Passfaces today announced the release of Passfaces v2.3 for Online Financial Services designed to help financial institutions meet requirements of the FFIEC guidance to strengthen online banking security.
Passfaces is an innovative, patented strong authentication technology that leverages the brain's innate cognitive ability to recognize human faces - a powerful and completely intuitive skill that is independent of age, language or education. Passfaces authenticates the person, rather than a device or piece of software and cannot be forgotten, lost or easily stolen. The technology meets all requirements for consumer authentication - security, usability, reliability, portability, manageability and low cost - providing a highly reliable strong authentication solution that builds customer confidence while supporting the business risk management objectives specified by the FFIEC.
Passfaces has been successfully deployed in high level government organizations and is widely accepted by end users. "Security, no matter how good it is, only works if people use it," said Paul Barrett, CEO of Passfaces. "Financial institutions are struggling with high cost alternatives to passwords that quite frankly many users just don't want. Passfaces is an easy to use alternative that is fully scalable at a cost well below other offerings."

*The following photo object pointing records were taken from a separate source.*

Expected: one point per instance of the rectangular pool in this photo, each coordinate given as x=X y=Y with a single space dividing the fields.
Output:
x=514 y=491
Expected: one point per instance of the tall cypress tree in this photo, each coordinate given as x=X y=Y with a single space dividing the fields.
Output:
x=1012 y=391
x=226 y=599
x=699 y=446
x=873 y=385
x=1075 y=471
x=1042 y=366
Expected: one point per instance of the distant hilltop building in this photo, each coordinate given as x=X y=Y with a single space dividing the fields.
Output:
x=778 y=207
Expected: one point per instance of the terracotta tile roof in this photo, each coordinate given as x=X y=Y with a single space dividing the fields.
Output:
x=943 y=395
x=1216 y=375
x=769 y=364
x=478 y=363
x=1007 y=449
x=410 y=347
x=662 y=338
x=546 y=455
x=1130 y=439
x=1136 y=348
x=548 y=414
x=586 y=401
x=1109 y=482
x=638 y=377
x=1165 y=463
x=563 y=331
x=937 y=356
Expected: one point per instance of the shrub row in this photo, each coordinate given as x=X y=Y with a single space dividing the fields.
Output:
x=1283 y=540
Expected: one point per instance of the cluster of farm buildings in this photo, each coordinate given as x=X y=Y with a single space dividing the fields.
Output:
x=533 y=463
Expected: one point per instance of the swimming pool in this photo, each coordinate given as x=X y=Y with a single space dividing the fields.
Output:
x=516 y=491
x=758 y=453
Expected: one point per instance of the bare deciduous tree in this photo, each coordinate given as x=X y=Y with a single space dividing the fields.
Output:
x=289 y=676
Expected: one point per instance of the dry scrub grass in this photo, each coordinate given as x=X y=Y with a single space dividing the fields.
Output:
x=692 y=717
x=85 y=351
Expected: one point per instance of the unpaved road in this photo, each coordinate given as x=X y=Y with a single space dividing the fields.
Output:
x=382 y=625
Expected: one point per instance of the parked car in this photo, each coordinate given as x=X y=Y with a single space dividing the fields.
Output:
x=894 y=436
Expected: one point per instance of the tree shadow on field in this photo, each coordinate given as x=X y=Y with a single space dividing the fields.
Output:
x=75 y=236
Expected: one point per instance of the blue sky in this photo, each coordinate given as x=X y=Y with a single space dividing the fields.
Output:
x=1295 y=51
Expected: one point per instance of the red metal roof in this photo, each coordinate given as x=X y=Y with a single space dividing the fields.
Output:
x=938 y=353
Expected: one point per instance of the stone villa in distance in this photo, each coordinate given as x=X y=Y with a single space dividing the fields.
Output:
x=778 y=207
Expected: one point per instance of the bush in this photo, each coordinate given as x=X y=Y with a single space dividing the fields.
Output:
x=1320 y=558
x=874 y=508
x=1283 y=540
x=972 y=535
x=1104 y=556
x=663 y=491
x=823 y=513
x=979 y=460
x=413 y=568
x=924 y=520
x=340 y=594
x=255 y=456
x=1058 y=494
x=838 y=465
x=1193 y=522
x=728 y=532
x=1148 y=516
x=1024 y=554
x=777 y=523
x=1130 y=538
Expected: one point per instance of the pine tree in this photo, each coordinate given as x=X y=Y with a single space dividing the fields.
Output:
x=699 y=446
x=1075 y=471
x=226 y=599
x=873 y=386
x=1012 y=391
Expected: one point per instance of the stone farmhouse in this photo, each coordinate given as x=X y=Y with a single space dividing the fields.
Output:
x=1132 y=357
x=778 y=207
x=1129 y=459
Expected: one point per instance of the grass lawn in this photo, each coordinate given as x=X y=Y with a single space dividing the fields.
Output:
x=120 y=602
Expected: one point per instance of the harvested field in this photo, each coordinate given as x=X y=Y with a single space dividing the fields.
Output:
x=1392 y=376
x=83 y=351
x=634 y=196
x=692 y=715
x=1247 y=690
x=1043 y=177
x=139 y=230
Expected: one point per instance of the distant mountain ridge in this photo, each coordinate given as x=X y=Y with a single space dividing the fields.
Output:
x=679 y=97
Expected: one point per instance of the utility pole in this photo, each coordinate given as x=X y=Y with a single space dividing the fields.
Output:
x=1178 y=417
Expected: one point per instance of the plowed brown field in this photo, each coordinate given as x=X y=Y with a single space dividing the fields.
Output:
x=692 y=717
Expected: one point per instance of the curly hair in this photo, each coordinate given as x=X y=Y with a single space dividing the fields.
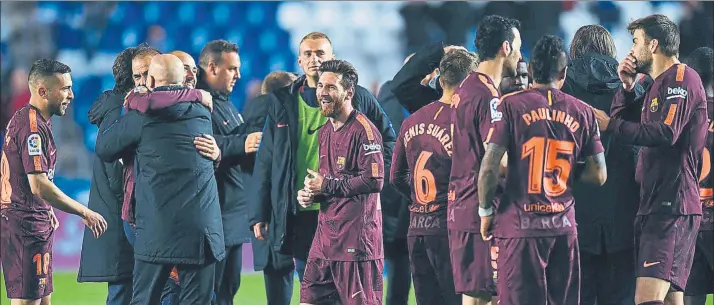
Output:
x=344 y=68
x=491 y=33
x=548 y=59
x=121 y=70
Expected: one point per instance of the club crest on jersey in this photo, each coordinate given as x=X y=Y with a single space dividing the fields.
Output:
x=677 y=92
x=340 y=163
x=654 y=105
x=34 y=145
x=495 y=114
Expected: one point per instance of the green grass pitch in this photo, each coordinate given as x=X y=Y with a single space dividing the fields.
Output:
x=69 y=292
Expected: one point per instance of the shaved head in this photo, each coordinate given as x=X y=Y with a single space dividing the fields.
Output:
x=189 y=66
x=165 y=69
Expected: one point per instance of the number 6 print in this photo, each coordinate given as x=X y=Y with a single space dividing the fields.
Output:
x=424 y=184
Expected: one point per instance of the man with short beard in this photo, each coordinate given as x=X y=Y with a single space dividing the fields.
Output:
x=672 y=132
x=220 y=69
x=516 y=83
x=293 y=118
x=27 y=191
x=498 y=42
x=344 y=264
x=604 y=213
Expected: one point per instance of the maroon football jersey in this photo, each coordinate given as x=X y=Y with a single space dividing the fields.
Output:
x=706 y=177
x=421 y=165
x=672 y=131
x=349 y=225
x=29 y=149
x=545 y=132
x=474 y=104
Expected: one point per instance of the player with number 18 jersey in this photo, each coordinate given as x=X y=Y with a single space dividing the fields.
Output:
x=27 y=233
x=420 y=170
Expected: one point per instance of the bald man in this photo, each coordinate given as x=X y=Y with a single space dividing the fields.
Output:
x=189 y=66
x=175 y=190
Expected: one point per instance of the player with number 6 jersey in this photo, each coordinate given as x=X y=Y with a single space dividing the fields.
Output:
x=544 y=132
x=421 y=167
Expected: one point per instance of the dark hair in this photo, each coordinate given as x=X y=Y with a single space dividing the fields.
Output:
x=592 y=39
x=548 y=59
x=661 y=28
x=213 y=50
x=276 y=80
x=455 y=66
x=121 y=70
x=315 y=36
x=344 y=68
x=144 y=50
x=43 y=68
x=491 y=33
x=702 y=61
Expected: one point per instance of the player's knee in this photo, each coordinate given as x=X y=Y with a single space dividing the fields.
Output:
x=651 y=289
x=476 y=298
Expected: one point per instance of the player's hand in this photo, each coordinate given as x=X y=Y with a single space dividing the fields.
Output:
x=54 y=222
x=313 y=181
x=252 y=142
x=258 y=230
x=139 y=90
x=486 y=227
x=602 y=118
x=627 y=72
x=206 y=99
x=95 y=222
x=305 y=198
x=207 y=147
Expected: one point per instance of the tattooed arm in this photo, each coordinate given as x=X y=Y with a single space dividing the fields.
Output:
x=489 y=174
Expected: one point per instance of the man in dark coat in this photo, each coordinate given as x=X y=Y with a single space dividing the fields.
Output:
x=219 y=70
x=109 y=258
x=288 y=148
x=175 y=191
x=605 y=215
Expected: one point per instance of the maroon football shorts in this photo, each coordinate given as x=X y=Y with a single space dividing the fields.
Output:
x=26 y=245
x=474 y=269
x=539 y=270
x=431 y=270
x=701 y=279
x=342 y=282
x=664 y=247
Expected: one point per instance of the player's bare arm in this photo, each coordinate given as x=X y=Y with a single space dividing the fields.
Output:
x=487 y=182
x=399 y=176
x=595 y=169
x=44 y=188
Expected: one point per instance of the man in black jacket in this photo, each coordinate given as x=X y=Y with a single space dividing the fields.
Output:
x=605 y=215
x=219 y=70
x=109 y=258
x=289 y=147
x=176 y=193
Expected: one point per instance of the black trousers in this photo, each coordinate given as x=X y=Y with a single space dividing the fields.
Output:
x=228 y=275
x=607 y=278
x=196 y=282
x=399 y=275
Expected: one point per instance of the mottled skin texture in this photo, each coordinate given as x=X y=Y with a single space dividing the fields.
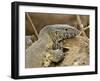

Passfaces is a cognometrics authentication technology based on the mind's natural ability to recognize faces. End users are issued a set of faces that must be correctly recognized to allow login. There are no complex procedures to learn and no software or hardware to be installed. No other authentication technology has achieved such high user acceptance. According to Esther Dyson, Chairman of EDventure Holdings and Passfaces Investor, "Passfaces is an extraordinarily clever approach to user authentication, based on what's in people's minds rather than what they keep on a scrap of paper or in a file."
According to Barrett, "Too many institutions are trying to address today's Internet authentication problems by settling for technologies developed twenty years ago. Hackers and attackers are always thinking outside the box and security vendors and implementers must start doing the same."